Gianni Infantino has insisted that he had “nothing to hide” in a letter to member federations of football’s global governing body FIFA despite Swiss prosecutors launching a criminal probe against him.
In the letter, sent on Friday and seen by AFP, FIFA chief Infantino tells the body’s 211 members that there were no “factual grounds for the opening of a criminal investigation” which was announced last week.
The special prosecutor has been investigating suspected collusion between Infantino and Swiss Attorney General Michael Lauber, who resigned last month over his handling of a corruption investigation targeting FIFA.
Infantino and Lauber are said to have held a series of secret meetings in 2016 and 2017, but the FIFA head said the meetings were about restoring “public trust in our institution” after a series of scandals.

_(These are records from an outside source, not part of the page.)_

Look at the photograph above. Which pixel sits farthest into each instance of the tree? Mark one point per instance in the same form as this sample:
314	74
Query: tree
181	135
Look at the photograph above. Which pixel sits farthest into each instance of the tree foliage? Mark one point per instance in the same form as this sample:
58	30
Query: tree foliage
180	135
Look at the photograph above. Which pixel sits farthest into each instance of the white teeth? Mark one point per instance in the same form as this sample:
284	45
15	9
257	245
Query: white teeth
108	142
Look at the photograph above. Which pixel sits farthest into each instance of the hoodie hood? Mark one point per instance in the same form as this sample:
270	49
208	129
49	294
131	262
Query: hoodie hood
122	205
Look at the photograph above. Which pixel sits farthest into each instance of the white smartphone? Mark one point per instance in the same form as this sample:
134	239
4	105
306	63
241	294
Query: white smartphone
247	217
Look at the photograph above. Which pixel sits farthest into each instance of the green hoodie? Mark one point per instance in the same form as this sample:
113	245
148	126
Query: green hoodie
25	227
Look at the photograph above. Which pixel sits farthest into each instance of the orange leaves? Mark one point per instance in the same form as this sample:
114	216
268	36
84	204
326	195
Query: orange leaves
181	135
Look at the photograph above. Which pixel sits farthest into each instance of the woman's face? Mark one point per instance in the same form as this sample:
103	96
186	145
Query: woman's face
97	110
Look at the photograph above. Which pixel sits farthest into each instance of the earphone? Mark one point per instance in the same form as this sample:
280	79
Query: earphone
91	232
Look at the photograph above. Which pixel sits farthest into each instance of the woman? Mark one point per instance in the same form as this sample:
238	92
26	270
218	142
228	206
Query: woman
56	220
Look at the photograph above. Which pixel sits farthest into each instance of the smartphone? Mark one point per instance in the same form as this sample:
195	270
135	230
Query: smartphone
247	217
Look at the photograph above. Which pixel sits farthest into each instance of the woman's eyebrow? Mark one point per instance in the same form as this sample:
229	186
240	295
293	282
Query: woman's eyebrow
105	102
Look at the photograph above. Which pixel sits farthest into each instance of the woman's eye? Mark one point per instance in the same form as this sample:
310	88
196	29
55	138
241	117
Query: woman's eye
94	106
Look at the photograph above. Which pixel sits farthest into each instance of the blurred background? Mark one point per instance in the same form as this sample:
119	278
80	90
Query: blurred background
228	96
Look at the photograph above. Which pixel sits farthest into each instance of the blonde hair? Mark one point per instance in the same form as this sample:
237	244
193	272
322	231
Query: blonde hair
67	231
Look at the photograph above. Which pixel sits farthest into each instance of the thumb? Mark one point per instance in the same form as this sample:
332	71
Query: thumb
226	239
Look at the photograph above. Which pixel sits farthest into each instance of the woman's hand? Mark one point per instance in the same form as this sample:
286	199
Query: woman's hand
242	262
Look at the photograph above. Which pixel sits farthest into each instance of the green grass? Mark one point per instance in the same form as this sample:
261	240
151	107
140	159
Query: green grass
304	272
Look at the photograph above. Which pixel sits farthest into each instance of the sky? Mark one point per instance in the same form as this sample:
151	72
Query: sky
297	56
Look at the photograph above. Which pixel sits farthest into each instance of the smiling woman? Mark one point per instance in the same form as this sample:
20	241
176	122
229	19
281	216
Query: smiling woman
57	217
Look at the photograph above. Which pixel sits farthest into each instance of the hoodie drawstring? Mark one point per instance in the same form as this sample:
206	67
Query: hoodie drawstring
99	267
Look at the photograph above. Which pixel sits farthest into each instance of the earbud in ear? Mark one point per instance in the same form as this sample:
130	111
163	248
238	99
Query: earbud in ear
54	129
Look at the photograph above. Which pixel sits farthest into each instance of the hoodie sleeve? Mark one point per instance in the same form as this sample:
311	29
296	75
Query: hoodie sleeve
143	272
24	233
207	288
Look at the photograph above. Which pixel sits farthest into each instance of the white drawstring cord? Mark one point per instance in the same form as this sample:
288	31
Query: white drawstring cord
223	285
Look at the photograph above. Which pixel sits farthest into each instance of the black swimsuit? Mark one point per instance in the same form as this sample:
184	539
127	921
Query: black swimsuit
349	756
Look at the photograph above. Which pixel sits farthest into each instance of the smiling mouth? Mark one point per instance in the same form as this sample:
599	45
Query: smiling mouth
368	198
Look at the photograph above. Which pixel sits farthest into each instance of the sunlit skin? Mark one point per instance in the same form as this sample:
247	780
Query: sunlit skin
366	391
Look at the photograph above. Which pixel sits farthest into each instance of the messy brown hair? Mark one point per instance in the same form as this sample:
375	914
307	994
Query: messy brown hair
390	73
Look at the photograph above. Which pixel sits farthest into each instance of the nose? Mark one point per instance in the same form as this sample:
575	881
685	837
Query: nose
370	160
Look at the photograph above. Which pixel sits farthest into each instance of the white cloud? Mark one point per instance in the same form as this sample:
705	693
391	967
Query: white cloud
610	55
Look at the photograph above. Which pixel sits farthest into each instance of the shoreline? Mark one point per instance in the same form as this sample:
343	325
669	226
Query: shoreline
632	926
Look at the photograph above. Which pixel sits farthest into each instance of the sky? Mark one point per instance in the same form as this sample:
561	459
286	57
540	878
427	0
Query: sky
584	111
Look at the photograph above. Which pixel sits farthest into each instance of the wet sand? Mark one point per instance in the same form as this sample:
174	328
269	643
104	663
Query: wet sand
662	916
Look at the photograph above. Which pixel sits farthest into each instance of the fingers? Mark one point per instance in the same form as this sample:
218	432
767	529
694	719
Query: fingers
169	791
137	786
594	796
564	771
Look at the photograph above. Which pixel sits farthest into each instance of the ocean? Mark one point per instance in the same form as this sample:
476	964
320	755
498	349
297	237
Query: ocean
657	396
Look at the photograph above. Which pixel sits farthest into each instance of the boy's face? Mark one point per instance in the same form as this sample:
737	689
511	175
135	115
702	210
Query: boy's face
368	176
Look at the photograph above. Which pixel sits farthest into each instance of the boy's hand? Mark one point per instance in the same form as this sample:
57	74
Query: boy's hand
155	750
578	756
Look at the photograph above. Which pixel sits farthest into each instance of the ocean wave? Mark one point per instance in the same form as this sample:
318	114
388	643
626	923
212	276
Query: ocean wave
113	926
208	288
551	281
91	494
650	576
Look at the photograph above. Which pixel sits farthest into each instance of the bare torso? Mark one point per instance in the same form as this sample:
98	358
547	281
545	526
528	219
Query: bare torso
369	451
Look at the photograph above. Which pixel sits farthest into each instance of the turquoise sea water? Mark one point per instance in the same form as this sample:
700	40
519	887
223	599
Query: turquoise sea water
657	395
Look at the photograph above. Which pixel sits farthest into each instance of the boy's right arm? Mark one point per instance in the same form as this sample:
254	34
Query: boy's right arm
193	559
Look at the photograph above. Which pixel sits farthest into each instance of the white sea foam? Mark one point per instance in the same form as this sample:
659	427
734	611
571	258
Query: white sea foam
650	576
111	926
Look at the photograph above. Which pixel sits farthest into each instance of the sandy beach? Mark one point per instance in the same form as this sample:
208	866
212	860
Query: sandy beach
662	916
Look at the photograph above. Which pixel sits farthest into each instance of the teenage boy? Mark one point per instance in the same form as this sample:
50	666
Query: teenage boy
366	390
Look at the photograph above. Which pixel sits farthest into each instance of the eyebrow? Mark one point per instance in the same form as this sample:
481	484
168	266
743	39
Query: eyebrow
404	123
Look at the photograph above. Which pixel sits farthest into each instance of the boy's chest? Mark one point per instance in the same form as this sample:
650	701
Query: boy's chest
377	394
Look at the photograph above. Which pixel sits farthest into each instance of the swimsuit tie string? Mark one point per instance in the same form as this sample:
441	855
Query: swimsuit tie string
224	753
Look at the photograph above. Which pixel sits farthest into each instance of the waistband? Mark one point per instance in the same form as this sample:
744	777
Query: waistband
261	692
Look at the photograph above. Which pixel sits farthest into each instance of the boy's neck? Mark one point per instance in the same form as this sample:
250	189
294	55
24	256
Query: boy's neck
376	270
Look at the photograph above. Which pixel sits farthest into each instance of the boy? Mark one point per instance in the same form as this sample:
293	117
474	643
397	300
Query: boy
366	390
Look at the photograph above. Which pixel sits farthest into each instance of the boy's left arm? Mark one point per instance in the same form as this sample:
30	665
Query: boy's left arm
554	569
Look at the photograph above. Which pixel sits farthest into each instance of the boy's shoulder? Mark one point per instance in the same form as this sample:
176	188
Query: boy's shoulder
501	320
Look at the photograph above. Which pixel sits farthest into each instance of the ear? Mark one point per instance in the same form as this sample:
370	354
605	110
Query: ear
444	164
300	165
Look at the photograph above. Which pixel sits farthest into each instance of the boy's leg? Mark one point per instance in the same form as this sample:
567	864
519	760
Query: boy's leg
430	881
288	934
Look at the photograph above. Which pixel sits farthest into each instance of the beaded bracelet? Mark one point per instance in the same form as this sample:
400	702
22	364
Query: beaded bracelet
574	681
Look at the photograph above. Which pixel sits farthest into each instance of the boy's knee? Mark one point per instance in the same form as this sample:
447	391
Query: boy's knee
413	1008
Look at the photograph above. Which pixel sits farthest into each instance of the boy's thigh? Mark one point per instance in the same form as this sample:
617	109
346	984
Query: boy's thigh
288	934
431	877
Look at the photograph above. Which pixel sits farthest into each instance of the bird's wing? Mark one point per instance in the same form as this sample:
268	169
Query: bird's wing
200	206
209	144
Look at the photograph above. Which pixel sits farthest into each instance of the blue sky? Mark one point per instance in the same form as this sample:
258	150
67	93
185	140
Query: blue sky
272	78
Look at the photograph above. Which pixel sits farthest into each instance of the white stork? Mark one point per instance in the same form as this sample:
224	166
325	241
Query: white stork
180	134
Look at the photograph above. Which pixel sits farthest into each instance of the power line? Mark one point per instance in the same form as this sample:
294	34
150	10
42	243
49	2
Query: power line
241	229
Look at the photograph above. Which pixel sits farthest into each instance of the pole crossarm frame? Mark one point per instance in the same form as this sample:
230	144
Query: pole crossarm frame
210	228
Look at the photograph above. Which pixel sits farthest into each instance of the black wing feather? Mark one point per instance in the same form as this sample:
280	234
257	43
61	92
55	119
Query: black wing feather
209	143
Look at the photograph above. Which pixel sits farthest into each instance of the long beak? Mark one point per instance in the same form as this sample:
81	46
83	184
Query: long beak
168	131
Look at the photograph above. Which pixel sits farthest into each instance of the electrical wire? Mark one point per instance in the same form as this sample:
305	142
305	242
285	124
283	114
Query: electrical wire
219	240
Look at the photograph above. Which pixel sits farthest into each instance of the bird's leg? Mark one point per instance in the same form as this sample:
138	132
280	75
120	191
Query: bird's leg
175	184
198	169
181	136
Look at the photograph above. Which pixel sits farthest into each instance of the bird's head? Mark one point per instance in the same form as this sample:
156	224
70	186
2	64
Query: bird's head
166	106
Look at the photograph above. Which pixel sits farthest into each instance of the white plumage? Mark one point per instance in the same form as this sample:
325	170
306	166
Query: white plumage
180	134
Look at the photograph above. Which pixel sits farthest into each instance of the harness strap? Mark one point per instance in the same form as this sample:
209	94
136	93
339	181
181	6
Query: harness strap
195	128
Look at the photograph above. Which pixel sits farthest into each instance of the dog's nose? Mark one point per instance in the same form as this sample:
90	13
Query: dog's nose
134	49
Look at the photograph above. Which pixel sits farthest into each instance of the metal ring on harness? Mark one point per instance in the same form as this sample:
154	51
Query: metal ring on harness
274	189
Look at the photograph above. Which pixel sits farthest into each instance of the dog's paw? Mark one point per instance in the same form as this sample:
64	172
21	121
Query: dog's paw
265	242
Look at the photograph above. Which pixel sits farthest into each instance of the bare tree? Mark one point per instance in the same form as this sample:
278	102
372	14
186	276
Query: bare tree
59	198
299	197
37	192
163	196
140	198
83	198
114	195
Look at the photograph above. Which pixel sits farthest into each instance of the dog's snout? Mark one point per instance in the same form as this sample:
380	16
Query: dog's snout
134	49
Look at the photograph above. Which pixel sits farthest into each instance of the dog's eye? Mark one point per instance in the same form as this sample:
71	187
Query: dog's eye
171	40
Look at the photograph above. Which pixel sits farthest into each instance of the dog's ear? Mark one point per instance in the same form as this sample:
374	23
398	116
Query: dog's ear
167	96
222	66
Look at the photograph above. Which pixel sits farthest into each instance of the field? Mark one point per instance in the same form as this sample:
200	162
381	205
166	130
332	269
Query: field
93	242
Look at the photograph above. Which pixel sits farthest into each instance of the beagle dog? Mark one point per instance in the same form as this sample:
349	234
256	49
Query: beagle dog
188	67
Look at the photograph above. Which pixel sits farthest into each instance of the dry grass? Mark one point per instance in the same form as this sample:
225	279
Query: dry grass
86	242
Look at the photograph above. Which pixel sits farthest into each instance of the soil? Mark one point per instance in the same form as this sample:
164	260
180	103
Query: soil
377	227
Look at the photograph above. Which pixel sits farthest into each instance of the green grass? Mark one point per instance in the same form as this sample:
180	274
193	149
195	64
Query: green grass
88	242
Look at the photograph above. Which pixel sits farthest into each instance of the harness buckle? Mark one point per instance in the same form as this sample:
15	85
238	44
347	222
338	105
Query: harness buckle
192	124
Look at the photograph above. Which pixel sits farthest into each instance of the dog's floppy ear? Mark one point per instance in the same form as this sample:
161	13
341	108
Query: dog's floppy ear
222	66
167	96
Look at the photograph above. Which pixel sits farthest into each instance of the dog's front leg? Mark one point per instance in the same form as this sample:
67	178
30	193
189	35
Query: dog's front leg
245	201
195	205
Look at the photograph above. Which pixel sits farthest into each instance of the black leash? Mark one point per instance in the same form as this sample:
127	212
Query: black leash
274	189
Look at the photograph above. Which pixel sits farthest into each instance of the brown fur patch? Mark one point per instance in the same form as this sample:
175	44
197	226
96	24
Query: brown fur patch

He claims that those meetings “were in no way secret and most certainly not illegal”.
“I went to these meetings with the most senior law officer in the country in order to offer our full support and assistance in connection with the ongoing investigations because FIFA has an interest and is a damaged party in these investigations,” Infantino wrote.
Speaking to AFP, Infantino’s lawyer David Zollinger said that since the announcement of the investigation his client has not received “any information” from the prosecutor and “has not been summoned” to any hearings.
A former prosecutor himself, Zollinger was a member of the supervisory authority of the Swiss public prosecutor’s office — which oversaw Lauber — between 2011 and 2016.
Zollinger denies any conflict of interest, saying that his last meetings at the supervisory authority “took place in June and July of 2016 and at that time no one was aware of the meetings between Lauber and Infantino”.